Ama işin içinde daha da uğursuz bir sebep var. Dünyanın egemen sınıfları arasında, Olimpiyatlar, oyunların sloganına atıfla, vakalar, hastaneye yatışlar ve ölümler hızlanırken bile ekonomik faaliyete devam ederek “ilerlemenin” mümkün olup olmadığı konusunda büyük bir deney olarak görülüyor.

Dünya, Wall Street Journal’ın ifadesiyle, “virüsün hızlı yayılan versiyonları karşısında pandemi öncesi hayata yaklaşan bir durumun tadını çıkarmanın” mümkün olup olmadığı konusunda bir “deney” yapıyor.

“Deneyin, Covid-19’un grip gibi yönetilebilir, mevsimsel bir tehdit statüsüne indirilip indirilemeyeceği, karantina ve sosyal mesafenin geçmişe gönderilip gönderilemeyeceği konusunda güçlü bir sinyal vermesi gerekiyor.”

Olimpiyatlar da o kadar acımasız bir deney ki, atletler, personel ve Japonya nüfusu “karantina ve sosyal mesafenin geçmişe gönderilip gönderilemeyeceğinin” denekleri olacak.

Böyle bir “deney”in mantığı, tüm gezegeni koronavirüs için bir Petri kabına dönüştürüyor ve neredeyse kaçınılmaz olarak, en son küresel dalgadan sorumlu olan öldürücü Delta varyantından bile “daha hızlı, daha yüksek, daha güçlü” bir varyant üreterek gezegendeki her insanın hayatını tehlikeye atıyor.

1936 Berlin Olimpiyatları, faşist Nazi partisi tarafından ırksal üstünlük ve antisemitizm ideolojik kavramlarını ileri sürmek için kullanılmıştı. 2020 Olimpiyatları da kapitalist sınıftan dünya nüfusuna ideolojik bir mesaj göndermek için tasarlanmıştır: Ne olursa olsun, insan hayatını kurtarmak için hiçbir önlem alınmayacak.
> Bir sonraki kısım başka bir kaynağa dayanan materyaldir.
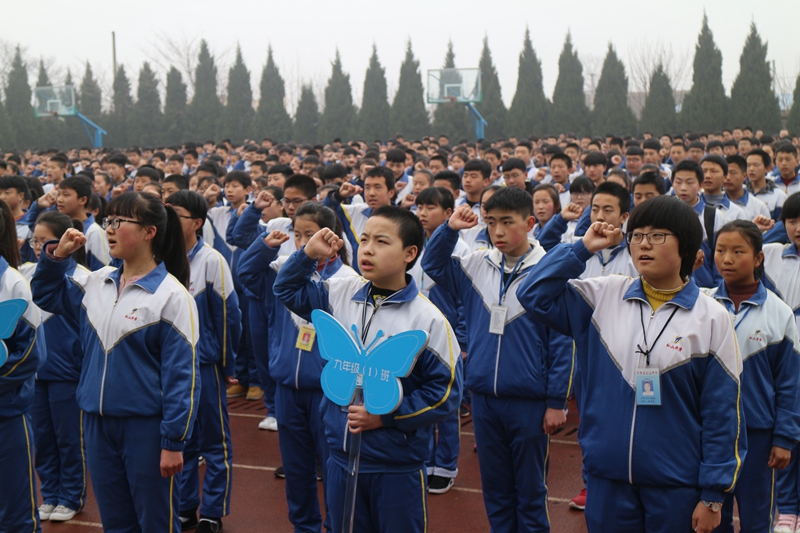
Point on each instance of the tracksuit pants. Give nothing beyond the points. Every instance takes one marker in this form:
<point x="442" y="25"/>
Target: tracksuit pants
<point x="513" y="455"/>
<point x="124" y="457"/>
<point x="211" y="438"/>
<point x="18" y="510"/>
<point x="60" y="457"/>
<point x="301" y="437"/>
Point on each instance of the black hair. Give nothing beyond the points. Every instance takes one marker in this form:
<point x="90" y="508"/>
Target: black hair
<point x="192" y="201"/>
<point x="737" y="160"/>
<point x="480" y="165"/>
<point x="302" y="183"/>
<point x="652" y="178"/>
<point x="80" y="184"/>
<point x="168" y="245"/>
<point x="791" y="208"/>
<point x="581" y="184"/>
<point x="688" y="164"/>
<point x="717" y="160"/>
<point x="765" y="157"/>
<point x="514" y="163"/>
<point x="239" y="176"/>
<point x="511" y="199"/>
<point x="58" y="224"/>
<point x="450" y="176"/>
<point x="409" y="228"/>
<point x="677" y="217"/>
<point x="751" y="234"/>
<point x="385" y="173"/>
<point x="324" y="217"/>
<point x="617" y="190"/>
<point x="440" y="196"/>
<point x="9" y="248"/>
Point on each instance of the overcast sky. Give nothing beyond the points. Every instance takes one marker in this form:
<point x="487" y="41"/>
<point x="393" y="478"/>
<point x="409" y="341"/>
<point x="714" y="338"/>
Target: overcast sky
<point x="304" y="35"/>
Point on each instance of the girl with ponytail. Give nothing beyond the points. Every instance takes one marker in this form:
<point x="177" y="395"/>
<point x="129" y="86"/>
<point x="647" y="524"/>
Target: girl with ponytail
<point x="138" y="385"/>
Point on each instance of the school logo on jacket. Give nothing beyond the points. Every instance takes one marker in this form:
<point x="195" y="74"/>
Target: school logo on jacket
<point x="674" y="345"/>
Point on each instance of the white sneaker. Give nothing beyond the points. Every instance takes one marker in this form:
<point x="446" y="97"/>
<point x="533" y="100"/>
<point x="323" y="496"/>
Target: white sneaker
<point x="271" y="424"/>
<point x="46" y="510"/>
<point x="62" y="514"/>
<point x="786" y="523"/>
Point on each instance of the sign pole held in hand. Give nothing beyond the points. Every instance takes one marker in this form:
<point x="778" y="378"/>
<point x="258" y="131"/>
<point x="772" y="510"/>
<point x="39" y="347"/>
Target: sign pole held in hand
<point x="356" y="374"/>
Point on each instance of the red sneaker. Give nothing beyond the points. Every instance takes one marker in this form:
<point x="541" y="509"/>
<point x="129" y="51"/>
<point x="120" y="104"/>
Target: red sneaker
<point x="579" y="501"/>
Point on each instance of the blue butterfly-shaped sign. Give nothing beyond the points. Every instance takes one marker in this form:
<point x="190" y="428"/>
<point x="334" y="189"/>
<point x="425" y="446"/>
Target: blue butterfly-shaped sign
<point x="10" y="313"/>
<point x="380" y="367"/>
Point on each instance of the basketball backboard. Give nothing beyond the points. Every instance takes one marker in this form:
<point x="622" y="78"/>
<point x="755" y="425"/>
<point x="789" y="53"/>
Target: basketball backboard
<point x="454" y="85"/>
<point x="54" y="101"/>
Bu tür canice politikalara karşı mücadele etmek için her türlü çaba gösterilmelidir. İnsan hayatının pervasızca tehlikeye atılmasına karşı dünyanın başka yerlerinde olduğu gibi Japonya’da da kendini gösteren halk öfkesi, kapitalist toplumsal düzene ve onun insan hayatını mali oligarşinin kâr çıkarlarına tabi kılmasına karşı bağımsız siyasi çizgide yönlendirilmelidir.